Umbrellar incident

Umbrellar Cloud/Azure Stack Performance Issue

Critical Resolved View vendor source →

Umbrellar experienced a critical incident on January 9, 2020 affecting NZ North and Management Portal, lasting 2h 5m. The incident has been resolved; the full update timeline is below.

Started
Jan 09, 2020, 09:09 PM UTC
Resolved
Jan 09, 2020, 11:14 PM UTC
Duration
2h 5m
Detected by Pingoru
Jan 09, 2020, 09:09 PM UTC

Affected components

NZ NorthManagement Portal

Update timeline

  1. investigating Jan 09, 2020, 09:09 PM UTC

    We are currently experiencing performance degradation with our Azure Stack environment. Outages and connectivity time-outs to the services hosted on Azure stack as well as the management portal (https://portal.nznorth.cloud.umbrellar.io/) have been identified and reported. The Umbrellar Support Engineers are engaged with Microsoft to resolve the issue. We will post further updates every 30 minutes.

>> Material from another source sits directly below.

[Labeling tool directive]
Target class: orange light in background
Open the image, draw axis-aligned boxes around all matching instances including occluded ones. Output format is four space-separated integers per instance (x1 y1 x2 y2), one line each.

  2. identified Jan 09, 2020, 09:41 PM UTC

    The Umbrellar Support Engineers with Microsoft have identified a possible route cause and are working on a resolution.

  3. identified Jan 09, 2020, 10:11 PM UTC

    The Umbrellar Support Engineers are still working with Microsoft on a resolution. We will endeavor to provide additional detail in 30 minutes.

  4. identified Jan 09, 2020, 10:35 PM UTC

    Azure Stack Portal (https://portal.nznorth.cloud.umbrellar.io/) has been restored and is now accessible. The Engineering Team is busy checking all other affected systems to confirm functionality and resolve any issues remaining.

  5. identified Jan 09, 2020, 10:42 PM UTC

    We are continuing to work on a fix for this issue.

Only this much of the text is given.